The Free Trial Card service works by issuing you a virtual credit card to use exclusively for free trials.
The Free Trial Card works by issuing you a virtual credit card used exclusively for free trials.

So how does DoNotPay actually work? Well first, the app generates an email address that forwards to your real one after disabling read receipts and location tracking. You can use any name or physical address. Browder told me the real Visa card assigned by the app used random zip codes, was backed by multiple community banks, and that each user receives one card number meant to free them from ever using their personal financial information for a free trial again. All of this is legal thanks to the fact that the Visa card used by DoNotPay is a business card backed by the community of banks mentioned earlier. This allows DoNotPay to provide Free Trial Cards since they’re simply acting as “an agent” on behalf of consumers when it comes to certain payments such as a free trial.
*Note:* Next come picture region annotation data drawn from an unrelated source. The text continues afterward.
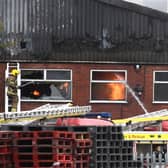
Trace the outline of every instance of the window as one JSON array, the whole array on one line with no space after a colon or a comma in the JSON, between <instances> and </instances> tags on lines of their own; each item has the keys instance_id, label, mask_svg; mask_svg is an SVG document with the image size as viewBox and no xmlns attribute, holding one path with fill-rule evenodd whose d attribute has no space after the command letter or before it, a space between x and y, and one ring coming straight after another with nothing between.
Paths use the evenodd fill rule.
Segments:
<instances>
[{"instance_id":1,"label":"window","mask_svg":"<svg viewBox=\"0 0 168 168\"><path fill-rule=\"evenodd\" d=\"M22 101L69 101L72 99L71 70L21 70Z\"/></svg>"},{"instance_id":2,"label":"window","mask_svg":"<svg viewBox=\"0 0 168 168\"><path fill-rule=\"evenodd\" d=\"M154 72L154 102L168 103L168 71Z\"/></svg>"},{"instance_id":3,"label":"window","mask_svg":"<svg viewBox=\"0 0 168 168\"><path fill-rule=\"evenodd\" d=\"M91 102L126 102L126 71L92 70Z\"/></svg>"}]
</instances>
Browder sees this new function as one more tool supporting DoNotPay’s real mission to be an advocate for consumers. The company got its start when Browder started driving in London four years ago and “was spending hours and hours” filling out appeals for parking tickets. DoNotPay started as a chatbot meant to guide people through the appeals process after he noticed it followed a general pattern. Within four months, DoNotPay had saved motorists an estimated £2 million ($2.5 million). “DoNotPay helps consumers fight for their rights and this free trial card is one of the many features we have.”

Browder wants to keep expanding the app to help level the playing field and remove the information asymmetries that companies take advantage of when dealing with consumers.

In the future, Browder is interested in empowering consumers to fight price discrimination, where companies use data collected about a user (such as their location) to target consumers with a specific price, by changing their location to areas where prices might be lower. He’s also interested in giving users notifications about when they’re able to join a class action lawsuit or collect on its settlement.

“If you combine the law with technical knowledge,” he said, “it becomes a superpower for consumers.”